A pressure ulcer is damage that occurs on the skin and underlying tissue. Pressure ulcers are caused by three main things:

  • Pressure: the weight of the body pressing
    down on the skin.
  • Shearing: the layers of the skin are forced to slide over one another or over  deeper tissues,e.g. when you slide down, a bed or chair.
  • Friction: rubbing the skin.


Early signs of a pressure ulcer are:

  • Change in skin colour - skin may redden
  • Change in skin temperature - hotter or colder
  • Discomfort or pain


The most common places for pressure ulcers are over bones, close to the skin such as:

  • Bottom
  • Heel
  • Back

Anyone can get a pressure ulcer, but some people are more likely to develop one than others.

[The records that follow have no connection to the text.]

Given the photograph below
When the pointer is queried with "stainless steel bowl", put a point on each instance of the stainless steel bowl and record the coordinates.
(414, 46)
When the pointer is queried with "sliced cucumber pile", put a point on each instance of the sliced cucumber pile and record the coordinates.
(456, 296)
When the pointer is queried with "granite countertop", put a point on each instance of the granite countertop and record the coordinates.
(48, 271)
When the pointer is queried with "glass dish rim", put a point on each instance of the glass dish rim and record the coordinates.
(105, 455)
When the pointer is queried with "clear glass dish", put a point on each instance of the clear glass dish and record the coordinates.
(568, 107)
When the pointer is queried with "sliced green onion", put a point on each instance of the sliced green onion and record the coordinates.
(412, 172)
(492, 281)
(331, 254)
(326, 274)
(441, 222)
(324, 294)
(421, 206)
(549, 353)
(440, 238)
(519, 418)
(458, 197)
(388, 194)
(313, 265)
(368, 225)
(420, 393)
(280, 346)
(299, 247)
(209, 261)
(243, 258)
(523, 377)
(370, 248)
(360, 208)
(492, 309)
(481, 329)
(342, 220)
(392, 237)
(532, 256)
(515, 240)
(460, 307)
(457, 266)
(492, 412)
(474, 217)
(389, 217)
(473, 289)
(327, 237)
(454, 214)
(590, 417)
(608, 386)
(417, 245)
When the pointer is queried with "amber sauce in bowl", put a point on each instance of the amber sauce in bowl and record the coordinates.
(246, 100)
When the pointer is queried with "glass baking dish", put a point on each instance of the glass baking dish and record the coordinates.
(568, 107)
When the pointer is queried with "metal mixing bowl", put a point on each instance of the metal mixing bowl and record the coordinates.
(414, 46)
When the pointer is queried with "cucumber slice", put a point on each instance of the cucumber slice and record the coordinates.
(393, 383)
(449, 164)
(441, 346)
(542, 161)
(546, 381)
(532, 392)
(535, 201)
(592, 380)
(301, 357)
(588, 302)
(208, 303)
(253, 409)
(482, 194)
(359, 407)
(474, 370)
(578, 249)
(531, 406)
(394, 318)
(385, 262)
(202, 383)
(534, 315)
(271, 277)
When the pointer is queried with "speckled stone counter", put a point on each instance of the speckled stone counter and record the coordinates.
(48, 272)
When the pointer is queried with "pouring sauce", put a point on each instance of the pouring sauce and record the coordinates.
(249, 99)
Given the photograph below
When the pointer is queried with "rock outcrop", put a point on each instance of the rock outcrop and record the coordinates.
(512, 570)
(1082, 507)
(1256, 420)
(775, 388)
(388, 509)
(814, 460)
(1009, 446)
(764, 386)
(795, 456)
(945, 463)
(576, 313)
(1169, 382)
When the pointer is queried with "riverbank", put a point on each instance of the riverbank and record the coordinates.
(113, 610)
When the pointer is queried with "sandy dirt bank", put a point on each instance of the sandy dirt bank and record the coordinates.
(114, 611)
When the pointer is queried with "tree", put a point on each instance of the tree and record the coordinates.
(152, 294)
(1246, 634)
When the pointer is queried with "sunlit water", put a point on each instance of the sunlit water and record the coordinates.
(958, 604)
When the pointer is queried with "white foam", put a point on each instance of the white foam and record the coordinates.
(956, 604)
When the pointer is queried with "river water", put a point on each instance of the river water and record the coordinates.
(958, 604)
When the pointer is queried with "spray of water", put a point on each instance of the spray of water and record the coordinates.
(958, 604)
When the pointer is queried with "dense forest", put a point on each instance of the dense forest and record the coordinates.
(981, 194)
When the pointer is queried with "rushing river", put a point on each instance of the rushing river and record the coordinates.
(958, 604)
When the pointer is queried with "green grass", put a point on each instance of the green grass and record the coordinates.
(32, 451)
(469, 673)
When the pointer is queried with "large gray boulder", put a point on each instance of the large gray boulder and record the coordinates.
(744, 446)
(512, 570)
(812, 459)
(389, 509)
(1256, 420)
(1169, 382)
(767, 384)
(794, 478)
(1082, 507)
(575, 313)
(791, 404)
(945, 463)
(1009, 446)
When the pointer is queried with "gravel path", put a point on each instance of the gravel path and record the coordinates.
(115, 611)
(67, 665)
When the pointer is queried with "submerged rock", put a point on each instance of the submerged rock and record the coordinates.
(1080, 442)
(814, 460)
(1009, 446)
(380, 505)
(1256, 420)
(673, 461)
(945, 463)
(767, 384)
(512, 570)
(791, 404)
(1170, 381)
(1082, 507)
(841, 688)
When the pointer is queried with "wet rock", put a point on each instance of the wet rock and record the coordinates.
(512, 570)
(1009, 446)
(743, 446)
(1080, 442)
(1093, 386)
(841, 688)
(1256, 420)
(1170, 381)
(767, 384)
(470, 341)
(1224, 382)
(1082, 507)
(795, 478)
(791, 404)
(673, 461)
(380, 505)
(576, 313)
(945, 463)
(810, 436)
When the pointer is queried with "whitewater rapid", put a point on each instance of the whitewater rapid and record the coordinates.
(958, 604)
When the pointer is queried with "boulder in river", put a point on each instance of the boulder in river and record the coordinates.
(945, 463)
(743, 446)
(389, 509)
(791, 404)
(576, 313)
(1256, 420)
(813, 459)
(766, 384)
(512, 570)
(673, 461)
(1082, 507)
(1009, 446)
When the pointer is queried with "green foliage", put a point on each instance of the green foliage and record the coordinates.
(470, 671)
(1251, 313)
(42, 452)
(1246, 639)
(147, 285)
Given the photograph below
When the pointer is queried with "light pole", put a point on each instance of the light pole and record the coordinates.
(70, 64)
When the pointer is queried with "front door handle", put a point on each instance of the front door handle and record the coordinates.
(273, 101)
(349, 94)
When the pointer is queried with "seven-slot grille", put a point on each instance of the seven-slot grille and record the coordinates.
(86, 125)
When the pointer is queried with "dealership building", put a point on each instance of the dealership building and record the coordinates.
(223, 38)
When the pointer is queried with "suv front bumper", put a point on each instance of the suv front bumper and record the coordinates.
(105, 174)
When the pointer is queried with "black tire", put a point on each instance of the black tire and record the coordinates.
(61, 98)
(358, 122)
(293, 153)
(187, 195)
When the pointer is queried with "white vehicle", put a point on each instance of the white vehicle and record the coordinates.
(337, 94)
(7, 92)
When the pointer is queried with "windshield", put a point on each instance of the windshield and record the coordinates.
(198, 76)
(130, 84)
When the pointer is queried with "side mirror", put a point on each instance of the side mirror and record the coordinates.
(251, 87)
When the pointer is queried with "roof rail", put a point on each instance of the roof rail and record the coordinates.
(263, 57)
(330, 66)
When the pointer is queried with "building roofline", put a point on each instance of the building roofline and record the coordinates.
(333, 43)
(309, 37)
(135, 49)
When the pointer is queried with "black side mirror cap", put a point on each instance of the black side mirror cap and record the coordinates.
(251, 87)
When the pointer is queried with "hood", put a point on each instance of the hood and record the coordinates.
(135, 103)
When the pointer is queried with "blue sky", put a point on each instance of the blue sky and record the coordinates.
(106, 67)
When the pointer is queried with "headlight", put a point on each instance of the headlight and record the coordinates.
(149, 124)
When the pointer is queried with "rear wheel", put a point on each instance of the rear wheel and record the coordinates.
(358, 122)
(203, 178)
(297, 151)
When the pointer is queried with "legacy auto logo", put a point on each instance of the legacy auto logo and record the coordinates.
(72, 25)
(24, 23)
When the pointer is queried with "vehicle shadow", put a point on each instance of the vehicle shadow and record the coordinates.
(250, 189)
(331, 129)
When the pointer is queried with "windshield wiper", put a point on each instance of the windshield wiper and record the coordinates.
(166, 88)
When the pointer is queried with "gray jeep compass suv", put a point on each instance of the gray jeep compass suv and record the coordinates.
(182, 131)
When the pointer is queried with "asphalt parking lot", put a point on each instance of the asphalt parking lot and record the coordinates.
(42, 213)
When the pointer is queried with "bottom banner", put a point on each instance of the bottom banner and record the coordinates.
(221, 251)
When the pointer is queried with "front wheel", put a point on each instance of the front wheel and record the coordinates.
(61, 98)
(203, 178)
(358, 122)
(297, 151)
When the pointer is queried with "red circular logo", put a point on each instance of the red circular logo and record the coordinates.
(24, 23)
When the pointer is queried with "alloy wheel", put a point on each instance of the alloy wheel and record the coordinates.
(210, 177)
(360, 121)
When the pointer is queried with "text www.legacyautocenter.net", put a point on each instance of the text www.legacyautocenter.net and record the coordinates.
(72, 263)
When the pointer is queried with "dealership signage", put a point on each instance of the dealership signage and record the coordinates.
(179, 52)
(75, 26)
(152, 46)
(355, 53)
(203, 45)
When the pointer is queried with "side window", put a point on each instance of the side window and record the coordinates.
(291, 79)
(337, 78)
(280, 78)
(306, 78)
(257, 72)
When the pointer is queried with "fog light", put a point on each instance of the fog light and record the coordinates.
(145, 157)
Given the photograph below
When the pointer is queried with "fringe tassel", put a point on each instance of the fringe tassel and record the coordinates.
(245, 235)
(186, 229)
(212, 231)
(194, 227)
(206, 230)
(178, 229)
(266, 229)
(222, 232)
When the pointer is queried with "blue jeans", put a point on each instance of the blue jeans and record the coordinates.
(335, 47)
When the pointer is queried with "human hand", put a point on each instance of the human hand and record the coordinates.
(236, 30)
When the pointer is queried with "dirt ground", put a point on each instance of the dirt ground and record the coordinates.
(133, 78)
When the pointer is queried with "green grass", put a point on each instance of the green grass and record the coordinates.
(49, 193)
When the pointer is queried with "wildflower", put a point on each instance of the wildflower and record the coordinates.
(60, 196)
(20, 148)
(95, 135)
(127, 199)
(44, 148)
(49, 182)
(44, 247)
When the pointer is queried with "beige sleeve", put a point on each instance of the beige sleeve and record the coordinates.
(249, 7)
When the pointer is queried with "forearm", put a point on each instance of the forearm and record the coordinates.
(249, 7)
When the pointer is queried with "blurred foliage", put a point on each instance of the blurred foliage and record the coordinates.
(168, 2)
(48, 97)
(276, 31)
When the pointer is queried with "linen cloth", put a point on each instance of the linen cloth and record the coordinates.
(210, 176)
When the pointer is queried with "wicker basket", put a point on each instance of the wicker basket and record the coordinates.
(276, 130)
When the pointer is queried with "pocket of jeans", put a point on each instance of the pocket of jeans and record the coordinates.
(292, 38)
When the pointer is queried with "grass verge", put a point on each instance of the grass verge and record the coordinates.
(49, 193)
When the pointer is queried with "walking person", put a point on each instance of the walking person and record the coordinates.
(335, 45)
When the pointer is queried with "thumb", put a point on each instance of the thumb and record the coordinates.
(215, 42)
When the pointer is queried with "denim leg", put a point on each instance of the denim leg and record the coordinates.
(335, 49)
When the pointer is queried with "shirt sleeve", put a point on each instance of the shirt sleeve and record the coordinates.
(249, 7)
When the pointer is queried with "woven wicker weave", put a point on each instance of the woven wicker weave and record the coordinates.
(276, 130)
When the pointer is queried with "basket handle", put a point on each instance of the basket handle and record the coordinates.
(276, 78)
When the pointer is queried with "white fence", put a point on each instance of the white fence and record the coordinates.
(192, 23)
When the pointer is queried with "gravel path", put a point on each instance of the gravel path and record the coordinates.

People who may be at increased risk include patients:

  • That have or have had a pressure ulcer
  • That have problems moving and need assistance to change position
  • That cannot feel pain over part or all of their body for example a damaged spinal cord
  • That are incontinent
  • That are seriously ill
  • Have a poor diet and don’t drink enough water
  • That are very old or very young
  • Having suffered an injury, for example a broken hip.

Your named nurse will assess your risk. This will involve a head-to-toe skin  assessment and a discussion of the risk factors such as diabetes, a stroke, smoking or surgery.